# UEP 239 In-Class Activity 
### Vector data in Python 

---
Kyle Monahan, Chris Barnett, Patrick Florance | April 2021

The goal of this activity is to provide an introduction to how to load spatial data in  Python. In this session, we will cover:


* Reading and writing spatial data; how to join tabular and vector data
* Checking coordinate systems with geopandas
* Calculating basic operations on vector data (area, distance)
* Performing spatial joins for vector data
* Visualizing vector data with geopandas, matplotlib, and shapely
* Geocoding addresses

---

## Getting started with the data 

No matter what type of data we are working with, we need to start by importing libraries and loading the data.

## Importing libraries 

We can import libraries with the code below.
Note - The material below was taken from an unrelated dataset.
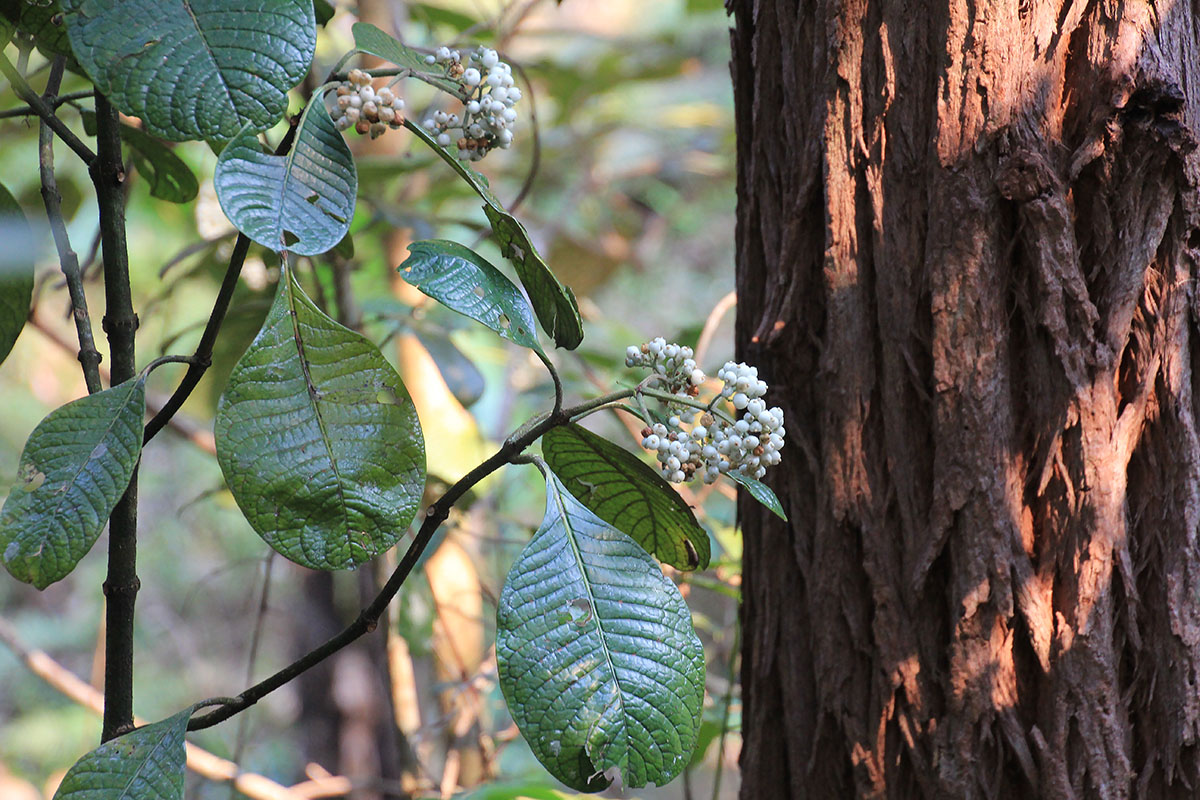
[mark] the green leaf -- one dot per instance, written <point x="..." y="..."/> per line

We do this once per session. 

In [None]:
import numpy as np               # Load numpy, for scientific computing in Python - matrices are your friend here, like MATLAB https://numpy.org/
                                 # You can even run Fortran and C++ code in numpy
    
import pandas as pd              # Load pandas, for data frames - note these are just the same as R data frames - similar to dplyr/plyr 
import matplotlib.pyplot as plt  # Load matplotlib for plotting and 
import matplotlib.image as mpimg # For plotting image (raster) data

%matplotlib inline               
# ^ Remind Jupyter to give us the results of matplotlib inline (right below the cell) - this is called Jupyter magic  

#!pip install seaborn
#!pip install seaborn --upgrade

import seaborn as sns            # Seaborn is similar to matplotlib, but has additional features and a slightly different approach 

#### Loading and working with a shapefile

Just as before, we will load and work with a shapefile. Note that the ☆ means this section will be covered in the homework, and you should review this code when working on the homework. 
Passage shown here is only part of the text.